LB-013 - PHARMACOKINETIC EVALUATION OF A NATURAL HEMP EXTRACT-BASED COSMETIC PRODUCT AFTER TOPICAL AND ORAL ADMINISTRATIONS.

M. Jain¹, V. Yellepedi², J. Rower¹, J. Clifford¹, E. Enioutina¹; ¹University of Utah, UT, USA, ²The University of Utah, UT, USA.

Background: Hemp extracts (HE) containing cannabidiol (CBD) are used topically as cosmetic products and may be ingested as a dietary supplement. Some consumers report positive carboxy delta-9-tetrahydrocannabinol (COOH-THC) urinary tests following HE use. The present study investigated the systemic exposure of CBD, THC, and their metabolites following a single dose of oral or topical HE. We also tested whether the urinary samples of participants were THC-positive.
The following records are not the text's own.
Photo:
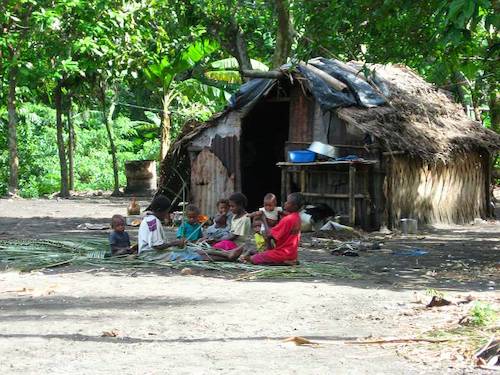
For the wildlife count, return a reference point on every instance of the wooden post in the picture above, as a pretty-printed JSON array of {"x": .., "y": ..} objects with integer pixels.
[
  {"x": 488, "y": 166},
  {"x": 302, "y": 180},
  {"x": 352, "y": 201},
  {"x": 283, "y": 185}
]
Methods: Twenty healthy adult volunteers (average age 29 years, BMI 18-30) participated in a randomized, open-label, single-dose, crossover study. Participants received 200 mg of HE orally or topically with a 15-day washout between administrations. Plasma samples were collected and analyzed for CBD, THC, and their metabolites using a validated LC-MS/MS method. Several pharmacokinetic (PK) parameters were calculated, including maximum plasma concentration (Cmax) and area under the concentration-time curve (AUC0-24). Urine samples 24 h after doses were tested for COOH-THC using commercial test strips.

Results: All analytes, except for CBD and 7-OH-CBD, were below the limit of quantification (0.5 ng/mL) via LC-MS/MS. PK parameters of CBD and 7-OH-CBD following oral and topical HE administration are shown in Table 1. Compared to topical administration of CBD, Cmax was approximately 31 times higher, and AUC0-24 was 15 times greater (oral vs. topical, 281.0 vs. 19.0 h·ng/mL) following oral absorption. Urine samples were positive for COOH-THC in 35% of participants. It all occurred when an oral dose was administered after the topical dose washout period. The commercial test strips returned a negative test result when tested on analyte-free urine spiked with low or high concentrations of CBD/metabolites.

Conclusion: Oral administration of CBD led to greater systemic exposure. Topical administration shows limited absorption and systemic exposure, likely due to the slower CBD permeation through the skin. The absence of positive reaction to CBD/metabolites in controlled urine tests suggests that participants might have used hemp products between two HE administrations or that concomitant medications used by participants yielded false-positive results.